Bouchard and Taylor - who only once have cut a speaker off for making xenophobic remarks, and often engage in open debate with people who say they don't like Muslims or other "fanatics" - should intervene more when comments "go beyond the pale," Poupko said.
Do other Quebecers agree? Not quite.
The Leger Marketing poll, carried out for the Montreal-based Association for Canadian Studies, suggests that Quebecers are split on how well the chairmen are handling the proceedings.
Fifty-four per cent said Taylor and Bouchard have moderated the forums "in an efficient way" - an approval rating that, paradoxically, rises to 57 per cent for non-francophones. Only 16 per cent thought they were doing an excellent job.
Overall, 69 per cent said the hearings are worthwhile despite the racism and anti-Semitism that has shown through. Only one-third of Quebecers think the hearings are "a mistake."
Two-thirds of Quebecers think the hearings are a good way to "send an important message about the limits" of accommodations of immigrants and religious minorities - not the freedom they provide.
A large majority - 71 per cent - also say the hearings show how much Quebecers "value cultural diversity" - just not religious diversity.
Sixty per cent feel the hearings "will generate an important critique of the place of immigrants in Quebec" and will "help to better define what Quebec's identity is."
However, many people think the commission is blind to some of the province's oldest and long-established minorities: anglophones and aboriginals.
Two-thirds said they want to hear more anglos and First Nations people come forth and address the commission - and an even higher proportion of non-anglophones agreed.

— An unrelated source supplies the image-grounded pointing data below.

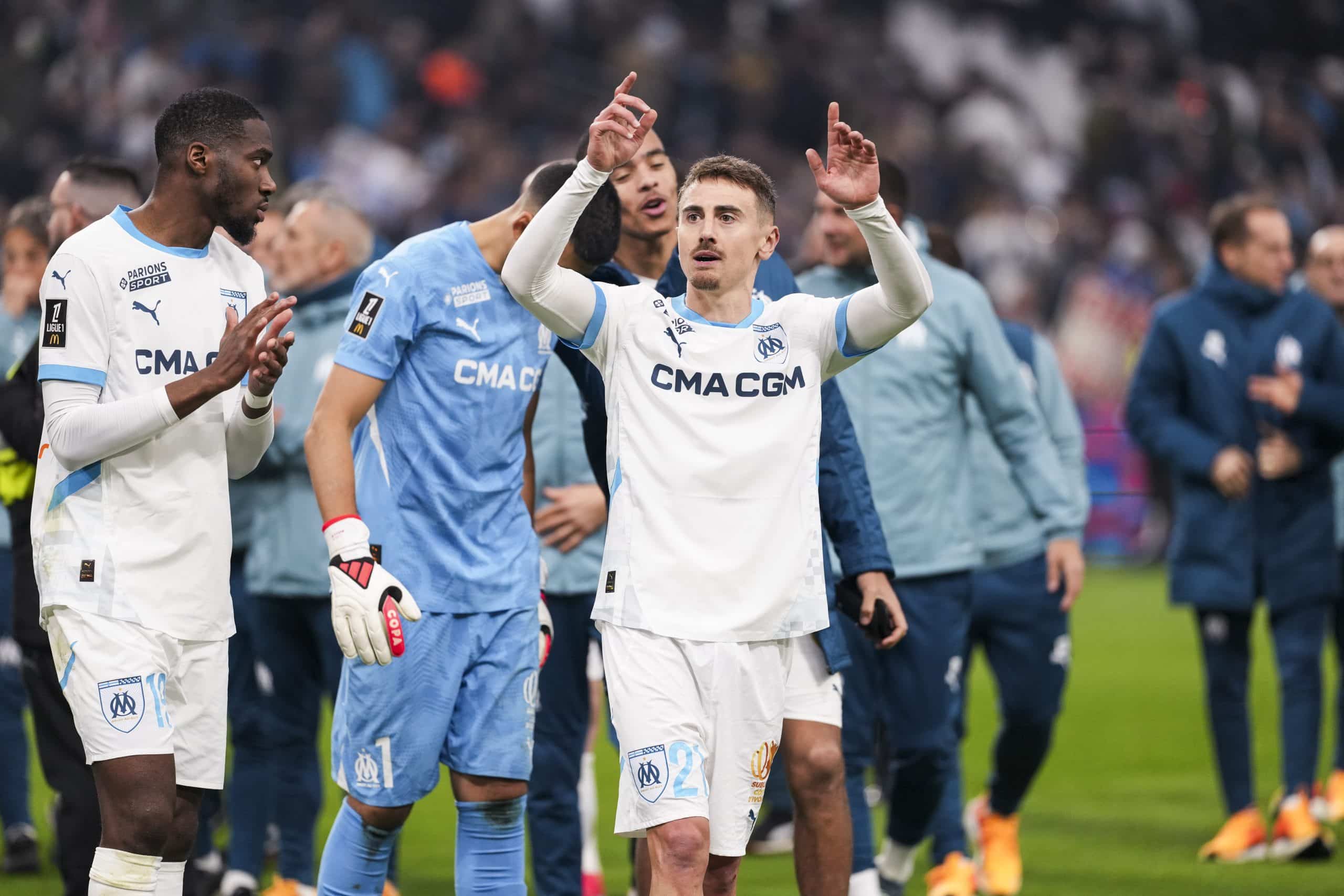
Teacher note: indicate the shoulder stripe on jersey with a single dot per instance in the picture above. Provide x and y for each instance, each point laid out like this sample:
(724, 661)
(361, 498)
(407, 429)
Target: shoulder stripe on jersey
(594, 323)
(127, 225)
(843, 331)
(73, 374)
(73, 483)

Overall, 70 per cent said the hearings are a "healthy" way for opinions to be aired in public, although only half think those opinions reflect what most Quebecers believe.
"Clearly, most Quebecers hold a positive view of the hearings," said Jack Jedwab, executive director of the Association for Canadian Studies.
"The commission has not lost credibility. People are concerned about the anti-Semitism and racist remarks, but they feel the deliberations are sufficiently important that we should look beyond them."